I have beer, wine, rum, etc whenever I want, because I'm not an alkie. I don't really care whether you have a beer or not. However, my experience and level of control is very different from that of a person who has gotten themselves addicted. I'm not so self-involved that I'll take practical advice given to addicts and pervert it into an anti-freedom message. Progs and WoDs OTOH seem fine doing so -- as, evidently, are some libertarians, but the fact is that some people can't handle their booze and it's not a bad thing to say so.
My dad almost killed me when I was young when he beat me and he never had a sip of alcohol ever in his entire life. NOT a SINGLE sip. Religion was his drink.
I kind of agree. 15 years is a long time. Probably some people never recover until their health starts to decline and they realize that if they have to choose between their addiction and their life.
Fuck addiction. You all live short lives. The only people who give a fuck about addiction are churchified and progressive Stalins/Jesuses/and Mohammed's ugly ass because addiction becomes a power tool of control over people they despise.

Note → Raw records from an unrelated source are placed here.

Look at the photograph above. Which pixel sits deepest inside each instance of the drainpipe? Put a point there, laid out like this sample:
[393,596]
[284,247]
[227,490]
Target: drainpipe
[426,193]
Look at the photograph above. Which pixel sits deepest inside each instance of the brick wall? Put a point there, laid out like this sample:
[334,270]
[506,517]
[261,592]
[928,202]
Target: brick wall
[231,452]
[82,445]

In the past year I've noticed that MDMA has become the party drug of choice (I'm probably noticing a little behind the trend here). I have done some reading on it as I have tried it and it really is an incredible drug for socializing at a bar or really doing any sort of partying. In my little bit of research I've notice a lot of negatives "health professionals" have with the drug is that there is likely something else mixed into the drug, so you're not getting pure MDMA.
I wonder if it ever dawns on these people that this is 100% due to the fact that the government makes the drug illegal and so you get these quality problems? The drug being illegal hasn't seemed to have stopped the large amount of young people who use it every Friday and Saturday night so this issue is completely created by the government. Drug warriors really are ignorant people.
I wonder if it ever dawns on these people that this is 100% due to the fact that the government makes the drug illegal and so you get these quality problems?
Yup and plus 1.
There is a lot to this. Many of the harmful effects of drugs are government-caused (e.g., jail time and lack of consistency in the product; violence associated with the sale of the product; etc).
This does not mean that there are no harms in using drugs apart from government.
This does not mean that there are no harms in using drugs apart from government.
That's called personal responsibility and experience. No gov necessary, Trouser.
So why do so many people still see addiction as hopeless?
Outsider's perspective. The only person who can help the addict recover is the addict themselves.
No drugs or treatment programs really work, so from an external perspective it seems intractable and incurable. Beating your head against a brick wall.
But then, one day the addict decides to get over it, and does.
my co-worker's sister-in-law makes $81 an hour on the internet . She has been fired for 10 months but last month her check was $21916 just working on the internet for a few hours. you could try here...
???? http://www.netjob70.com
That's an addiction I could really go for!